Miles 2.4
Elevation gain 850
YDS rating 5.7
Pitches 2

Gear

  • Single #0.3-4
    • Some like #5 for P2 offwidth but some do without if strong climbers
  • Single 60m rope
  • No nuts
  • No radio
  • Chacos/tevas fine for approach
  • No rappel webbing needed (bolted rappel anchors)

Approach

1.2 miles, 760 ft gain, ~40 mins. On a trail except the last 0.2 miles.

Time estimate

4 hours with breaks

  • 40 min approach
  • 1:20 hr climbing
  • 30 min rappelling
  • 30 min hike back

Overall

Mellow easy tower climb! It climbs the smaller of the two towers.

P1

Traverse in from the right across to a prominent chimney. Climb the chimney (5.6) to a fixed bolted belay. I believe the anchors are visible from the ground for pitch one.

P2

From the belay, traverse left across some easier ledges to a wide crack in the limestone band.
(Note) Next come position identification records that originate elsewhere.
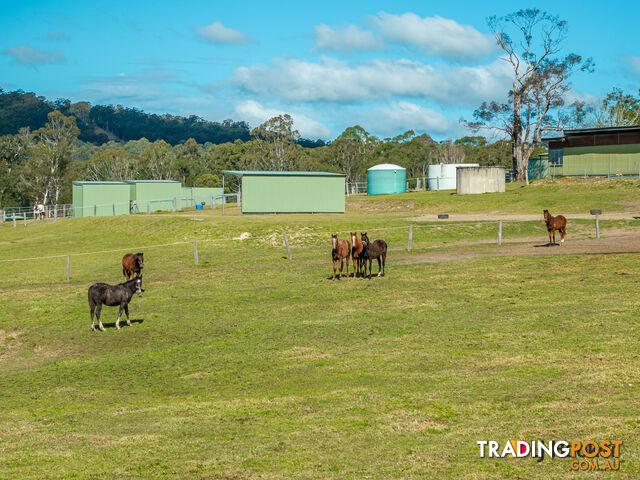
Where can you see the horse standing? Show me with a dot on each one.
(132, 264)
(555, 223)
(339, 253)
(113, 295)
(377, 250)
(357, 254)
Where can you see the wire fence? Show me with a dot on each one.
(285, 240)
(54, 212)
Surmount this crack (crux) to gain a big ledge above. Scramble up left to a single bolt + small cam belay below the final pitch.

P3

Out left on the south face, climb up to a prominent dihedral (the “trick dihedral”), climb up the dihedral, then up a bit, traverse right and up to gain the summit anchors.

Descent

Two rappels with a single 60m rope. Rappel 100 feet from summit to a pair of bolts on the edge of the limestone (this anchor is located to the northwest of where you climb the wide crack). Then rappel another 100 feet to the base of the east side of the formation. Note: This descent CAN be made with a single 60m rope, but you should take note of the ends of your rope at all times!!! The bottom rappel will involve downclimbing some easy terrain to flat ground, so DO NOT rap off the end of your rope!!!